Естественно, что для нашего образованного времени подобные представления и слишком грубы, и слишком узки. Нынче исправницкими доходами никого не удивишь, да и «дураком», ежели он в единственном числе, сыт не будешь, а надо, чтоб, по крайней мере, хоть небольшое стадо дураков было в резерве. Поэтому и придумали: воровать с таким расчетом, чтобы, во-первых, нельзя было с достоверностью указать, кто именно обворован, да и сам обворованный не умел бы себе объяснить, действительно ли он обворован или только сделался естественною жертвою современного веяния; и, во-вторых, чтобы воровство, оставаясь воровством по существу, имело все признаки занятия не только не предосудительного, но вполне приличного, а в некоторых случаях даже и полезного.
Разрешить эту задачу взялись «хищники». «Хищниками», однако ж, их называют только газеты, да и то не все (некоторые даже указывают на них как на сынов отечества); сами же себя, в домашнем быту, они называют «дельцами», а в шуточном тоне — воротилами.

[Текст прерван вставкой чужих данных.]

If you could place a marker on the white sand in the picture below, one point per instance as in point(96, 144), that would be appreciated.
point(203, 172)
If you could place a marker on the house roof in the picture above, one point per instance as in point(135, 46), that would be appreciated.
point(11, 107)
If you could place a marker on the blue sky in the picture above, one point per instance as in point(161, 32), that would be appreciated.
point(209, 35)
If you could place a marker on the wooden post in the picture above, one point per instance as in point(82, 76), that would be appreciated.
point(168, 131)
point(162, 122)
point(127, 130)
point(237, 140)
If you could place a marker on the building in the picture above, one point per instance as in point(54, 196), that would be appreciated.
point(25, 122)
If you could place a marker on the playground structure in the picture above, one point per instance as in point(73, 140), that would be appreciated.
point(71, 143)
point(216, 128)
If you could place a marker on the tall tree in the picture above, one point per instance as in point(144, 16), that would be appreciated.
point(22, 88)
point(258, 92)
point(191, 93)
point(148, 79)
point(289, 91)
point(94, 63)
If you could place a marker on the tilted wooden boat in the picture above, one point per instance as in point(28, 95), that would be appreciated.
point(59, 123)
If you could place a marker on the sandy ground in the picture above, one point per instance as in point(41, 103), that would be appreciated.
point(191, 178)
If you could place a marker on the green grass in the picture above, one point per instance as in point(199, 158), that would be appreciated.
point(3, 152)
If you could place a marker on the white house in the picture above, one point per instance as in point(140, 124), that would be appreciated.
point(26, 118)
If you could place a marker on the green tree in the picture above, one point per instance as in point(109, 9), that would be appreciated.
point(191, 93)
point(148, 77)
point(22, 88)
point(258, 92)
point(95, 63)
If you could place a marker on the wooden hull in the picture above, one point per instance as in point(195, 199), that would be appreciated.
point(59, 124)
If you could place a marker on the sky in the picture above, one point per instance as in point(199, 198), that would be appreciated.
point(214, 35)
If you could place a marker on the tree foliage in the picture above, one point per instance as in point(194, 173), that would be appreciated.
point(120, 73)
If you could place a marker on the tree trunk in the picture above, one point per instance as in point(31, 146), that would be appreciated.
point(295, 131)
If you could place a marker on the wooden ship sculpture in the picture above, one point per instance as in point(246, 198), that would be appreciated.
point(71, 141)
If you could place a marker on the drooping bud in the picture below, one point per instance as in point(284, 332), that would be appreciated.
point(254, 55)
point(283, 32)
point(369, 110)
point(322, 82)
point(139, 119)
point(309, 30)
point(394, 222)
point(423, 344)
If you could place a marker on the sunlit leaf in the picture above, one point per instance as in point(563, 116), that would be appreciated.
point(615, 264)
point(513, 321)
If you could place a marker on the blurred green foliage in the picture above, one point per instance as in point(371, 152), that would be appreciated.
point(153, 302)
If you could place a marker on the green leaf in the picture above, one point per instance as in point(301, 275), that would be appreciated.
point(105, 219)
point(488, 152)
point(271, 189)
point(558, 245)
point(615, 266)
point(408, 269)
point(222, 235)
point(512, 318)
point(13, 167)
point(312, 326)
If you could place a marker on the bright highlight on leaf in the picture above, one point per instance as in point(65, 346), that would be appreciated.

Открывает, например, плут Архиканаки торговлю деньгами. С утра до вечера он твердит: продать-купить, купить-продать, обертывается, перевертывается, сперва в одну книгу запишет, потом в другую; словом сказать, занимается «делом». А соки между тем капля по капле так и текут через открытый кран в заранее приготовленное сокохранилище… Или: издает Феденька Кротиков циркуляр совершенно философического содержания; не упоминает ни о «барашке в бумажке» (очень древнее выражение, нечто вроде пещерной конституции), ни даже о дивидендах (выражение позднейшее, стоящее на рубеже древней и новейшей истории, но нынче и его уж стремятся упорядочить), а только Цицеронову речь «De officiis» на русские нравы перелагает — смотришь, а незримое сокохранилище наполняется да наполняется… Или: выхлопатывает Губошлепов концессию — сиречь, право за умеренную плату возить обывателей взад и вперед по железной дороге: польза-то какая! — и при сем только одно слово прибавляет: «с гарантиею» (пять процентов, не больше, да и то «в случае, ежели») — и что ж! соки так и плывут в поставленные на каждой станции сокоприемники!
Таковы внутренние и внешние признаки явления, прославившего себя под именем «хищничества». Но не соблазняйтесь его показным изяществом, а отыщите сокохранилище и постарайтесь угадать «простофилю», который наполнил это сокохранилище приличествующим содержанием. Ежели вы это выполните, то, наверное, убедитесь, что между «хищничеством» и «лафою» существует столь же несомненная преемственность, как между черевиком деревенской молодухи и изящной ботинкой модной кокотки. Неуклюж и тяжел деревенский черевик, но не подлежит спору, что он — отец легковесной кокоткиной ботинки.